When our driver excused himself to the side of the road, skipped the ‘pocket-dip-fist-squeeze’ ritual, and parked beside the curb, smiling at the monkey-faced policeman, it explained why he’d been driving like a six-year-old; clinging on to the steering like a virgin to his new bride. It was definitely his first time on the road.
The policeman, who had come body to body to the car, stepped inches away and readjusted his cap and stance, to bark,
“Step out of the vehicle! Come and open your boot!”
“I’m in soup.” I heard the driver mutter. I was in the place of the veggies sandwiched between bread; squeezed in between him and the bald man who kept dozing off and dumping the trouble of his shiny head on my shoulder.
I watched the driver’s face turn pink, and could tell he was considering shedding tears.
“Oga, I said come down!” The policeman yelled again, deepening his gigantic wrinkles.
“Sir, please I can’t come down. My papers are complete. Here, I have them. Take a look.” He preached, arms extended, submitting the documents to the uninterested police officer, who at that point was rocking on the balls of his feet, excited about his new victim, and what seemed like a tough decision to keep his cap on.
“Please sir, I can’t”. The baby driver of not more than 20, kept on chorusing.
“Oga driver, you sort this make we de go nau. Answer him let’s be on our way, abeg. ” An angry woman vomited from the back.
“Madam, I can’t. I have a situation. The driver replied, starting to lose his temper.
Left for me, had I the 100 Naira standard sorting fee, I would have given it to the policeman, so we’d continue the journey that’d already been tagged ‘my second worst highway nightmare.’ Just one hour on the road and we were greeted by the most dreadful smell my nose ever saluted, and I could have sworn I perceived it the most. It smelt like the insides of a 5-day old rotten rat that died eating fish.
Questions were asked, fat and unkempt people were suspected, but everyone left it at that.
I was already feeling light-headed and nauseous, plus we still had about three more hours to go.
The policeman placed his cap back on and helped the driver open the door.
“You criminal! My friend, match down now! Take those fake papers away from my face. I’m not looking at anything. Show me what you are hiding in this vehicle.”
Our driver broke into tears and began to plead. He kept shifting his knees like he wanted to bend them while sitting down.

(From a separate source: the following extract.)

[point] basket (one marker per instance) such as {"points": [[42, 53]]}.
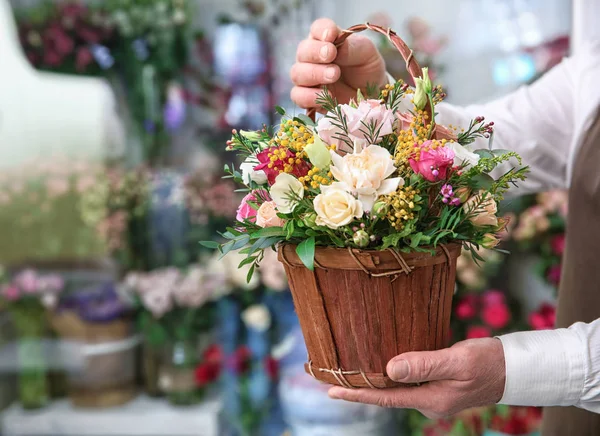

My nervousness gave way to fear. Why wouldn’t he leave his seat? Could he be a suicide killer? Did he have a bomb under his pants? Scary thoughts began to birth even scarier ones.
I was dragged back to reality by a familiar unfamiliar sound- the uncorking of a gun.
The police man’s vexation was done twerking. Looking at him, I could tell he’d lost his mind. His dark lips obviously from smoking, turned pit black and his eyes looked eviler.
“Hey! Sunny! Sunny wait. What’s going on there!?
Our policeman didn’t answer his fellow police men’s call. The thrill of a prospective kill had turned him deaf.
It happened all too quickly. Too fast for my sight. The driver jumped out of the vehicle, aimed for the bush, a trail of disgusting yellow muss after him.
I saw the bullet leave it’s home, making its way to the middle of his back. Our baby driver fell on his face.
The outburst of Soprano and Mezzo-soprano unharmonic rhythms in the moments that followed, tarnished any possibility of me passing it all off as a dream.
I didn’t scream. I didn’t blink…I still haven’t.